Sauf que sur le site de la SNCF, un numéro de carte virtuel n'est pas accepté pour un achat de billet


----------



## melaure (24 Février 2009)

TibomonG4 a dit:


> Sauf que sur le site de la SNCF, un numéro de carte virtuel n'est pas accepté pour un achat de billet



Y a un truc en informatique qui marche à la SNCF ?

Enfin bientôt la concurrence et je suis sûr que les autres prendront les numéros virtuels 

C'est aujourd'hui indispensable de les accepter.

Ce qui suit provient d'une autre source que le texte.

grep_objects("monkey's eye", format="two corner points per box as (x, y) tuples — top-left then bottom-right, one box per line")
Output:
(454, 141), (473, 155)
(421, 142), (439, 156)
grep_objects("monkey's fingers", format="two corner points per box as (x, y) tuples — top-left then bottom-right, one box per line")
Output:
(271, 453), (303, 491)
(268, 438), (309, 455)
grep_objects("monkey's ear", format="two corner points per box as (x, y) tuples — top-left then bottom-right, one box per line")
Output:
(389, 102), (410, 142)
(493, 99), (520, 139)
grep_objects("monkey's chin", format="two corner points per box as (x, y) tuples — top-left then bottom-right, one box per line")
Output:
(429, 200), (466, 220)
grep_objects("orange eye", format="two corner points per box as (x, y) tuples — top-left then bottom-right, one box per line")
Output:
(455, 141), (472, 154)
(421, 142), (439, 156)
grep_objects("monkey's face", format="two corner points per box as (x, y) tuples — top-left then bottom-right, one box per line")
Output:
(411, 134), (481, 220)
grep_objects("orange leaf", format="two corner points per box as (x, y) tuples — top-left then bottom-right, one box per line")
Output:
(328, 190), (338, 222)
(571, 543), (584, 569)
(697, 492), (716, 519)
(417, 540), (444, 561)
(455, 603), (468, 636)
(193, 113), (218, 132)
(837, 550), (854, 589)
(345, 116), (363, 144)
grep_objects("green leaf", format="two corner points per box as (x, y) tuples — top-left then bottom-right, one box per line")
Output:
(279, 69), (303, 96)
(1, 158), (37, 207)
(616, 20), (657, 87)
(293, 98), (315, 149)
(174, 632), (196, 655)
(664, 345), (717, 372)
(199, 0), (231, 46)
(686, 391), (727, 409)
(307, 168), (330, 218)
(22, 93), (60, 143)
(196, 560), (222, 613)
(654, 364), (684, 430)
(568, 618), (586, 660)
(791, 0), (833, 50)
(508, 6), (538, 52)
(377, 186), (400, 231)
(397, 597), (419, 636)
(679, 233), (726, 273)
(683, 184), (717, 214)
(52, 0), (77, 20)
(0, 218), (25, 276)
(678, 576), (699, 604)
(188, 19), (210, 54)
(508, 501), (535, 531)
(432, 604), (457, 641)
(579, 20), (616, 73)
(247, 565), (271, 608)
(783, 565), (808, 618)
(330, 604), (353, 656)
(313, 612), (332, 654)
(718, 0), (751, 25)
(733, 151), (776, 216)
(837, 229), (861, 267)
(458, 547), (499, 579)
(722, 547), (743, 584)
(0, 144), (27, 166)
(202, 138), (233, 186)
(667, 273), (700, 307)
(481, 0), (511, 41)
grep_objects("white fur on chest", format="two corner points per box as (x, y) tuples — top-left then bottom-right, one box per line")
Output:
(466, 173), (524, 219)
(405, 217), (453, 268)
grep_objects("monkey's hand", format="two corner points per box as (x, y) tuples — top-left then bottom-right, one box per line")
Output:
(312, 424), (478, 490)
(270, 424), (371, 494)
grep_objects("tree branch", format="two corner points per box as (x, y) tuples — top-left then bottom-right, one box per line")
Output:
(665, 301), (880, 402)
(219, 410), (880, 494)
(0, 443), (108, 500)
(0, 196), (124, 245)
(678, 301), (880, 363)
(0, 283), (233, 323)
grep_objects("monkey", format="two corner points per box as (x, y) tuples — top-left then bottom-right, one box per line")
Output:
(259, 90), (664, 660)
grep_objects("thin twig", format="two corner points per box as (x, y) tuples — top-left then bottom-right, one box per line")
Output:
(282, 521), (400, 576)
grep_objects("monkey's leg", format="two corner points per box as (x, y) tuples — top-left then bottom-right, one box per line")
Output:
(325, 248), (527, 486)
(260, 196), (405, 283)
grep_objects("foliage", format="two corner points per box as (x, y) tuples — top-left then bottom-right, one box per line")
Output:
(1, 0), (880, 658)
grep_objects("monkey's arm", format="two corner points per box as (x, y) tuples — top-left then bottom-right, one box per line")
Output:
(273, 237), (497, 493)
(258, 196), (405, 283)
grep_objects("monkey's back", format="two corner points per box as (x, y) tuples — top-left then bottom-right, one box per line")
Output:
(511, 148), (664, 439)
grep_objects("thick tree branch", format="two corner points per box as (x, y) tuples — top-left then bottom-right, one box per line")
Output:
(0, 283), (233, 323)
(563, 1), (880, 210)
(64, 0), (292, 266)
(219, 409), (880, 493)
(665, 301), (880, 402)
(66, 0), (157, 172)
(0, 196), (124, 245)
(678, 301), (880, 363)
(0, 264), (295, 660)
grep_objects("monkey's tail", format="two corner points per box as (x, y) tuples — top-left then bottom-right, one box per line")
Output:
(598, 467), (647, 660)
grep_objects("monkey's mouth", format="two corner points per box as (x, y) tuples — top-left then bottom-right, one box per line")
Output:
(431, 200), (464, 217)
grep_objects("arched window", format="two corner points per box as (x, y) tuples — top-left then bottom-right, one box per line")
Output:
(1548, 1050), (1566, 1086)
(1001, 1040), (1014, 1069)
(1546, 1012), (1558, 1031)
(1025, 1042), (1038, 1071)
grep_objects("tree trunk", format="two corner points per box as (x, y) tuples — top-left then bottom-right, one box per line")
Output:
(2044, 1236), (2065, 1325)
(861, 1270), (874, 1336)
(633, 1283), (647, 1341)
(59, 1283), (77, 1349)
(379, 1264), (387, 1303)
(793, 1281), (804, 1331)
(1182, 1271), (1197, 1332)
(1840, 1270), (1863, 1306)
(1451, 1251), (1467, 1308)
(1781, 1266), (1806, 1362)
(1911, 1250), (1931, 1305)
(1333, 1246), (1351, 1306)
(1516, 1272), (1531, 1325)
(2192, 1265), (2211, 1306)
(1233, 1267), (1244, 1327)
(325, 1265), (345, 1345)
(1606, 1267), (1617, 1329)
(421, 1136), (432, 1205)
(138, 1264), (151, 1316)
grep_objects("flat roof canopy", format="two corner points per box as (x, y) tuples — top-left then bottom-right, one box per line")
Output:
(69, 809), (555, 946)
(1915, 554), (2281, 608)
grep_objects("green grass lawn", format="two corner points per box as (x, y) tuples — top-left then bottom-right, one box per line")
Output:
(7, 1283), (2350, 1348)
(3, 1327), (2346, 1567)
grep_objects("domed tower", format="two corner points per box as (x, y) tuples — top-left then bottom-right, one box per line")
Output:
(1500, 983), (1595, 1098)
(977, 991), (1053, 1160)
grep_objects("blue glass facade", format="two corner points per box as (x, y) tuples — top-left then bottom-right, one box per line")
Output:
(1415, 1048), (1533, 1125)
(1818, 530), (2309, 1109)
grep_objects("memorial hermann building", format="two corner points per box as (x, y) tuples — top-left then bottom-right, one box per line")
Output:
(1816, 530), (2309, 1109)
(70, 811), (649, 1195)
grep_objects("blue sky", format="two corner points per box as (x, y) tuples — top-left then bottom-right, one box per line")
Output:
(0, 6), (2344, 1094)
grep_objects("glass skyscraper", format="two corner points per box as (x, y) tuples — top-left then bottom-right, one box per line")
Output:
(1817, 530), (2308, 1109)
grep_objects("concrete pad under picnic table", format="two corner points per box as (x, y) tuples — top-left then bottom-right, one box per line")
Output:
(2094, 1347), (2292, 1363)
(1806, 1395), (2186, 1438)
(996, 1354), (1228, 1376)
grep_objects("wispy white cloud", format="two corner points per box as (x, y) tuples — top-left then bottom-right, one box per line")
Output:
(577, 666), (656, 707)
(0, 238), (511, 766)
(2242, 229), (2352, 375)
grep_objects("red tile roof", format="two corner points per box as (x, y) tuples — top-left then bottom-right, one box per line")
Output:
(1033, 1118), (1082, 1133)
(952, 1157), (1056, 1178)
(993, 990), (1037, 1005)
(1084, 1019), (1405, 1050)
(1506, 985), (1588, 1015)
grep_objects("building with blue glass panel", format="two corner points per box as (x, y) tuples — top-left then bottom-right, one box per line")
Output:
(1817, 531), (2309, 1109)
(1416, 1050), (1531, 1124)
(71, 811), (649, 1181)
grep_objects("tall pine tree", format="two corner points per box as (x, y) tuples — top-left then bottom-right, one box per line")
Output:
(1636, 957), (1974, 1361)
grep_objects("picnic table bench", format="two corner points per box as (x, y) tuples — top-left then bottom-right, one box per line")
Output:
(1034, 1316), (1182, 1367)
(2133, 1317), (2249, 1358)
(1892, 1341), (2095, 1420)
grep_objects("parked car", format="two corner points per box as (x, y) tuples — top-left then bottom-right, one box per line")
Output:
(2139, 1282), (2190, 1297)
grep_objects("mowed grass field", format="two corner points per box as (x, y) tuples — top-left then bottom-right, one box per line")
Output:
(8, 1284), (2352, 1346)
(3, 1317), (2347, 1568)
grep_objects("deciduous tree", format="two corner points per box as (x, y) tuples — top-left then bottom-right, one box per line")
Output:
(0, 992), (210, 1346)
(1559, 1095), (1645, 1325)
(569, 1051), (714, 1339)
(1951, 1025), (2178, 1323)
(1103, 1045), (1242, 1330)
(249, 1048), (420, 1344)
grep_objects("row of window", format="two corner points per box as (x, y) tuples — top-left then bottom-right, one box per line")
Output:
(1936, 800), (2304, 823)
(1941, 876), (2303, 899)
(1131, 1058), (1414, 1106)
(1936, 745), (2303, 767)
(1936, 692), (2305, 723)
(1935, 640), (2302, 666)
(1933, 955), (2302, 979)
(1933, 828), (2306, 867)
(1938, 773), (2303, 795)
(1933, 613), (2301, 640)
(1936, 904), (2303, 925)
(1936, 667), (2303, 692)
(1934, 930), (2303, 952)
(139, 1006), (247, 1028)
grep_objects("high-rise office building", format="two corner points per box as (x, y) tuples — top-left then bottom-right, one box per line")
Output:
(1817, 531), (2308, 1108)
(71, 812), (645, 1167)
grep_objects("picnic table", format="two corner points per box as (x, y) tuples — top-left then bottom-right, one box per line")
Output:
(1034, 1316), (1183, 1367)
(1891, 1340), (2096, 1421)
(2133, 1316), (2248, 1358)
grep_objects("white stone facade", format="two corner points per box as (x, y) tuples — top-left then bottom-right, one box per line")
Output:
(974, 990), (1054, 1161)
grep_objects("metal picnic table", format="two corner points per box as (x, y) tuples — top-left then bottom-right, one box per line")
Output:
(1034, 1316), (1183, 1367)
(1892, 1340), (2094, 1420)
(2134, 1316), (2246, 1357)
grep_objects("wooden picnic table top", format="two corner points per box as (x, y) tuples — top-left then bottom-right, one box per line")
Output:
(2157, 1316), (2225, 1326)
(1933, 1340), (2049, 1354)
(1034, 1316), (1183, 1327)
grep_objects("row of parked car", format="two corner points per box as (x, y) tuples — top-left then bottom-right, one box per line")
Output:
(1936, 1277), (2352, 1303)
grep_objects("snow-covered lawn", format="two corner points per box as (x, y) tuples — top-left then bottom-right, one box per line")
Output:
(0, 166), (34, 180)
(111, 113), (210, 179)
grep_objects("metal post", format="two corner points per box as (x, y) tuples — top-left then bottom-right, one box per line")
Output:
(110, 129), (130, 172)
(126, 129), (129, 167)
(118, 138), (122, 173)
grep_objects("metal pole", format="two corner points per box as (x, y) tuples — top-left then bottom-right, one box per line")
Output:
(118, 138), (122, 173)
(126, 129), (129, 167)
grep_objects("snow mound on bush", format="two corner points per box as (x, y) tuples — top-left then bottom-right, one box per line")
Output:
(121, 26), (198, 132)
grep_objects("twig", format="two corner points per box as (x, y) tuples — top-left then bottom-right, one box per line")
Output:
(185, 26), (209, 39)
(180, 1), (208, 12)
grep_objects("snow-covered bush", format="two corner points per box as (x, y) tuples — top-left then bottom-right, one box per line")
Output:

Ceci dit je ne suis pas sur que la SNCF soit un vendeur risqué


----------



## TiteLine (24 Février 2009)

Grape a dit:


> Oui ce n'est pas une histoire de cookies.  Les sites où tu ouvres un compte pour effectuer des achats, gardent assez souvent les numéros de CB, l'adresse etc. La fnac, amazon et applestore en font partie.



C'est exact et il y a quelques années, je crois que dvdpacific avait eu des ennuis.

je connais pas mal de personnes qui n'utilisent pas de e carte et qui "changent" le numéro de la carte sur amazon ou fnac une fois la transaction effectuée (en mettant que des 0 ou quelque chose du genre)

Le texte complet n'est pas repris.